Respuesta corta: no. Solo eres una madre que descubrió que la puntualidad también es un nutriente esencial.

Ahora vamos con la respuesta larga, porque la culpa maternal es muy aficionada a las novelas de varias temporadas. La escena probablemente fue algo así: suena el despertador, lo apagas. Suena otra vez, lo ignoras. Cuando por fin miras el reloj descubres que vais con el tiempo tan ajustado que ni los equipos de Fórmula 1 se atreverían a tanto. Empieza entonces la operación «Llegar al colegio antes de que cierre la puerta». —¿Dónde está el uniforme? —No quiero ese pantalón. —No encuentro un zapato. —Quiero hacer caca. —No quiero hacer caca. —Ahora sí quiero hacer caca.

Y de repente miras la mesa del desayuno y entiendes que no hay tiempo para avena ecológica, fruta cortada en forma de estrella y un zumo recién exprimido. Hay galletas. Muchas galletas. Benditas galletas. Tu hijo se come tres mientras tú le peinas con una mano y firmas una autorización escolar con la otra. Y entonces aparece ella. La culpa.

La misma que te hace pensar que todas las demás madres preparan desayunos equilibrados, practican mindfulness a las seis de la mañana y elaboran menús semanales escritos con rotuladores de colores. La realidad, sin embargo, suele ser bastante menos cinematográfica. Porque la maternidad no consiste en hacer todo perfecto todos los días. Consiste en resolver problemas continuamente con los recursos disponibles. Y algunas mañanas el recurso disponible es una caja de galletas.

¿Es el desayuno ideal? Probablemente no. ¿Va a arruinar la alimentación de tu hijo para siempre? Tampoco.

De hecho, si analizamos la situación con rigor científico, tu hijo consumió hidratos de carbono, llegó al colegio a tiempo y nadie acabó llorando en el aparcamiento. Estamos ante una mañana razonablemente exitosa. Existe además una ley no escrita de la maternidad que dice que cuanto más te esfuerzas en preparar un desayuno saludable, más probabilidades hay de que el niño lo rechace. Puedes dedicar veinte minutos a preparar tostadas integrales con aguacate, fruta fresca y yogur natural para escuchar después: No tengo hambre.

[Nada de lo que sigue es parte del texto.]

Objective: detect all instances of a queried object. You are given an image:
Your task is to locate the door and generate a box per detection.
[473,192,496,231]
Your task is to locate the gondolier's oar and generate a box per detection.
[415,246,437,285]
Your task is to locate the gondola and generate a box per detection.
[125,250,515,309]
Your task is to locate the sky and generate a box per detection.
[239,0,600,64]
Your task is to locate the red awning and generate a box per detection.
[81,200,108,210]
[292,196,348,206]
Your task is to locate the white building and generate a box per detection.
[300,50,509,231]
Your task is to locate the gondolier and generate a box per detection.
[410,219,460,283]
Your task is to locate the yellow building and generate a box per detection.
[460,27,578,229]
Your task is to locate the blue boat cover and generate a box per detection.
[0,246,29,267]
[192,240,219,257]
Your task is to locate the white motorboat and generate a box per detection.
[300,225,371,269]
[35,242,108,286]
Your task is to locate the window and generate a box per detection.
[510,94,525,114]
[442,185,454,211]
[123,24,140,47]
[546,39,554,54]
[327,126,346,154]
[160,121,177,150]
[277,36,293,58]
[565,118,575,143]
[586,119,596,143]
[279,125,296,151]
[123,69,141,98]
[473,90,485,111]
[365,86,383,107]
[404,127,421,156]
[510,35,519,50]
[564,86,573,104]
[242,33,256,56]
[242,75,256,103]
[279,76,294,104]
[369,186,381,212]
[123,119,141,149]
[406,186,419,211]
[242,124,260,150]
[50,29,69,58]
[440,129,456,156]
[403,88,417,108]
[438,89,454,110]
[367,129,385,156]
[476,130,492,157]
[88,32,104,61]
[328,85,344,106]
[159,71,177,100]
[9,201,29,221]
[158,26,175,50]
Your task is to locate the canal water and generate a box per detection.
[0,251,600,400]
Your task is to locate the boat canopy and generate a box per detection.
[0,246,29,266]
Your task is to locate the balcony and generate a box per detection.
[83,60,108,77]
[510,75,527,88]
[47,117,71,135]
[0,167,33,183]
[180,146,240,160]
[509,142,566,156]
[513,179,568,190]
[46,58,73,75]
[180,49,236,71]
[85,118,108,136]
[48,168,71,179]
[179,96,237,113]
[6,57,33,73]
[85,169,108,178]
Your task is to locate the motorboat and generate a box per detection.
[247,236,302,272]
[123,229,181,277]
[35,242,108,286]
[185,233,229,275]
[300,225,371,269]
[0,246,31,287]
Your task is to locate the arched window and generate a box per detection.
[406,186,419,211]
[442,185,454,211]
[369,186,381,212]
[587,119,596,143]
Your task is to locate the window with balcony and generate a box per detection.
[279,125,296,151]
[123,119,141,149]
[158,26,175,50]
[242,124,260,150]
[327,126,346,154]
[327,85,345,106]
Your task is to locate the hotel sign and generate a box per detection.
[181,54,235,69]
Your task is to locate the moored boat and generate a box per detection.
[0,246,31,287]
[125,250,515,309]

Sin embargo, basta con abrir un paquete de galletas para que aparezca un apetito digno de un adolescente después de un partido de fútbol. Misterios de la infancia.

Lo importante es recordar que la alimentación se construye a lo largo del tiempo, no en una sola mañana caótica. Los niños no crecen gracias a un desayuno perfecto. Crecen gracias al conjunto de miles de comidas, abrazos, rutinas, conversaciones y cuidados que reciben cada día. Y si alguna vez te descubres pensando que eres una mala madre porque una mañana hubo galletas en lugar de fruta, intenta hacerte esta pregunta: ¿Tu hijo fue al colegio alimentado, vestido, querido y acompañado por alguien que estaba haciendo lo mejor que podía? Si la respuesta es sí, puedes guardar la culpa en un cajón. Y quizá también comprar otro paquete de galletas para emergencias.

Nunca se sabe cuándo volverá a sonar tarde el despertador.